Hands-down the biggest demographic you will see at these meetings is seniors, no matter what community issue is at hand. Only a tiny sub-set of attendees will take the floor when it opens for comments, but some people really seem to savor the attention. I find it super interesting how they’ll recycle the same talking points, and indulge the same feedback from meeting to meeting.
I used to think we were wasting time, but eventually I came to see a process in which neighbors are learning and bonding, a kind of a community call-and-response. We’re also marking territory and putting in facetime with local leadership. That all this stuff can help advance personal interests has never really concerned me until a recent conversation at Historic Germantown, where so many familiar faces shared their thoughts on preserving local history.

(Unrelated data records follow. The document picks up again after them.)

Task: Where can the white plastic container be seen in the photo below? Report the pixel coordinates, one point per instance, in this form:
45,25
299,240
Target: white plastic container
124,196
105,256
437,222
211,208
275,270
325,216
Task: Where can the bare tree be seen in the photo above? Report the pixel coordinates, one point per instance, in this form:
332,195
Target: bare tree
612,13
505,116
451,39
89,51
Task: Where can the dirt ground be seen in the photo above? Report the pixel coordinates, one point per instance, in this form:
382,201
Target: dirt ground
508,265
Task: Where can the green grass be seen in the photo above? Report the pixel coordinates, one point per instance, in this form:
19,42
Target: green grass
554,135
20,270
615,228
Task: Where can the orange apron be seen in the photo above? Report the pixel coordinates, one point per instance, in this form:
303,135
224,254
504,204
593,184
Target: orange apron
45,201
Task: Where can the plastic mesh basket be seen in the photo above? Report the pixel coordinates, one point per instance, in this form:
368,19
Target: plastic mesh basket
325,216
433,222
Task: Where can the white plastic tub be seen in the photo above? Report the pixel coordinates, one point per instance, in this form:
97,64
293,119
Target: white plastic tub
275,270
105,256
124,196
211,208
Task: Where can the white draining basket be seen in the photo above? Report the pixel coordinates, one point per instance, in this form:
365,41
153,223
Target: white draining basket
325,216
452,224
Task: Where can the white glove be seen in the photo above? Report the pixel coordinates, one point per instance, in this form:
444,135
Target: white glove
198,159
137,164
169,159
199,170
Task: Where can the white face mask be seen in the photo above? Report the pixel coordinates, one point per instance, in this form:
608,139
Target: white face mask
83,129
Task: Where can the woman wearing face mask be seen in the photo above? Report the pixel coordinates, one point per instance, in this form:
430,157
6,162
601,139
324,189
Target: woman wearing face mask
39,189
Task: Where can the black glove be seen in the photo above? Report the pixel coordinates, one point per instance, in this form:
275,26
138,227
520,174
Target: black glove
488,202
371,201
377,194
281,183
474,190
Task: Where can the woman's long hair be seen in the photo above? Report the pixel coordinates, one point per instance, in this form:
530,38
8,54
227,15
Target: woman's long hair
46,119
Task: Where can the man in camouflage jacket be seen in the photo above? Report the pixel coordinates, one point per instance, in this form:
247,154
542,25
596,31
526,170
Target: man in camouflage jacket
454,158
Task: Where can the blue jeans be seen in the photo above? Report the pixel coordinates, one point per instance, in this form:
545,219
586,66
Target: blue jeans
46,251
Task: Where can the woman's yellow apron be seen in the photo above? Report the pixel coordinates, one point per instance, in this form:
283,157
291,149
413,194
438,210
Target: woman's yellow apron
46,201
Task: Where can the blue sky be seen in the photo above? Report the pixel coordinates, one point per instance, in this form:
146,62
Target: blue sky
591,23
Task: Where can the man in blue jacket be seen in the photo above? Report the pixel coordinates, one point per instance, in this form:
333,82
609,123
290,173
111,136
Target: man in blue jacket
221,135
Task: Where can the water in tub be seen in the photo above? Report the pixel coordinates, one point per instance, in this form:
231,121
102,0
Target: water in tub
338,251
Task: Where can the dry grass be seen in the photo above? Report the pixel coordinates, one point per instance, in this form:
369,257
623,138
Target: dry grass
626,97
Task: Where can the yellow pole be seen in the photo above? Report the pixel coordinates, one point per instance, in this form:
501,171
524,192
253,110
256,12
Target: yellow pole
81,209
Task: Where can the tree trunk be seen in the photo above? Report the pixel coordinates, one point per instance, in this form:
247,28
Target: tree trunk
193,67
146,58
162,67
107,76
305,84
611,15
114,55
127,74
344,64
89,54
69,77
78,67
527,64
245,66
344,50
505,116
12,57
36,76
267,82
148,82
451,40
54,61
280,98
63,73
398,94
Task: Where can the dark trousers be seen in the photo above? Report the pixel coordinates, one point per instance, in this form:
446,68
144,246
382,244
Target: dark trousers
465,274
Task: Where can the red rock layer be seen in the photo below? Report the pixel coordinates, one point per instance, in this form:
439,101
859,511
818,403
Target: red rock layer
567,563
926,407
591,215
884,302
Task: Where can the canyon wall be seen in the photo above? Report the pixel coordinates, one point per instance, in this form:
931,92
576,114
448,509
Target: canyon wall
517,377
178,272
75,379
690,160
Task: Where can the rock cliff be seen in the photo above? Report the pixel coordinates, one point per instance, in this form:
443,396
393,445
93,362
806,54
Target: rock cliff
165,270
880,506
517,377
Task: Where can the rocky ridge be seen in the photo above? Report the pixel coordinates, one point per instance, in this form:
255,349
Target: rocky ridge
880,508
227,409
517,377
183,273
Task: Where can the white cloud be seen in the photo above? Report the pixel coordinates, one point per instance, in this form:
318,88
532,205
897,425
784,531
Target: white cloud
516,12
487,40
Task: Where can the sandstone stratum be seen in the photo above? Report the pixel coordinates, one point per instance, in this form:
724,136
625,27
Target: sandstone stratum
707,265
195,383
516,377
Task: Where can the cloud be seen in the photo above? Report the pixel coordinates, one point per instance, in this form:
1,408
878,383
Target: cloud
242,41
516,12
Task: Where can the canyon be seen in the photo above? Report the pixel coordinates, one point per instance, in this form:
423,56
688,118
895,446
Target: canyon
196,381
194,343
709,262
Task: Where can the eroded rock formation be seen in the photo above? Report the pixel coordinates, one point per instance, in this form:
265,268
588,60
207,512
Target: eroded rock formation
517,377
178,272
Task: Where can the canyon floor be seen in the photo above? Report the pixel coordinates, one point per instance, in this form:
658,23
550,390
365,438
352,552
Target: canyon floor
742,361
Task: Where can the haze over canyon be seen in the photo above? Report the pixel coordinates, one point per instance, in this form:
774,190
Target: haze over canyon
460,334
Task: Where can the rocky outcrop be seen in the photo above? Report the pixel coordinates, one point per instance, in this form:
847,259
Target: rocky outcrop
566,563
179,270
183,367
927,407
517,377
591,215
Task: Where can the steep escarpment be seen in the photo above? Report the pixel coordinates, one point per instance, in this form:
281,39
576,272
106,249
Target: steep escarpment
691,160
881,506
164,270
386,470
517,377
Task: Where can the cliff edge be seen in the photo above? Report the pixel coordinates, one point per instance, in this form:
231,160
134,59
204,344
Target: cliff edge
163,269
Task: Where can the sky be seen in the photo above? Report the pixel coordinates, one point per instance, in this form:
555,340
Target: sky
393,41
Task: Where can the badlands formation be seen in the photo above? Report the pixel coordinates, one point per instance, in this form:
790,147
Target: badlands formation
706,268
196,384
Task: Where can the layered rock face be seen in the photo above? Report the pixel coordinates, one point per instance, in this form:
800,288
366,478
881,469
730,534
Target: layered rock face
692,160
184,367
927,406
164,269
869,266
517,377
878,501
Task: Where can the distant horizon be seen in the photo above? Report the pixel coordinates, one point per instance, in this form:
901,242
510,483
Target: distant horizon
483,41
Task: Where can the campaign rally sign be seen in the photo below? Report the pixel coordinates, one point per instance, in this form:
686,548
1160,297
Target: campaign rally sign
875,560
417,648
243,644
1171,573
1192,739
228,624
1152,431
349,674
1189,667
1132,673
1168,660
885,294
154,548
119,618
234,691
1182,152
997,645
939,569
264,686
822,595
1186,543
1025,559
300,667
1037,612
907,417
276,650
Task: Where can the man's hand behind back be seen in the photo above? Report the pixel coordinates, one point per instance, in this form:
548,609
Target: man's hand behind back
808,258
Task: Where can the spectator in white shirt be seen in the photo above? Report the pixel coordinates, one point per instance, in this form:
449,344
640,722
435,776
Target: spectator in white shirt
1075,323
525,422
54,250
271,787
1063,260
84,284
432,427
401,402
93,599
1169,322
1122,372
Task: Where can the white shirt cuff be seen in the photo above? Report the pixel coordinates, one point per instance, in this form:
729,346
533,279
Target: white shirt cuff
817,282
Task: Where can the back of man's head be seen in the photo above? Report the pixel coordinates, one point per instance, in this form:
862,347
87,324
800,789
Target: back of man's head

“Bridging Blocks” is an initiative of WHYY and the Free Library of Philadelphia that gathers residents together to talk about important issues like immigration, gentrification, and racial justice. This April, about 20 people came out for “Considering the Future and the Past” where moderators split us into groups to answer three questions that were later posed to the group as a whole. We never got past the first question:
How should historic communities judge the historic buildings worth saving versus the historic buildings we need to demolish or renovate?
Everyone had an answer, many of them quite radical and exceptional but nothing we hadn’t heard before. And when the moderator Chris Norris asked resource center director Sheena Thompson how she thought her clients would answer the question, the look on her face was all, “Aww, honey…” Like it wouldn’t even register.
When we followed up with Sheena afterwards, she explained that people who are in survival mode don’t even notice the buildings around them, let alone learn the history. “What do you care about architecture, when you can’t eat?” Point taken.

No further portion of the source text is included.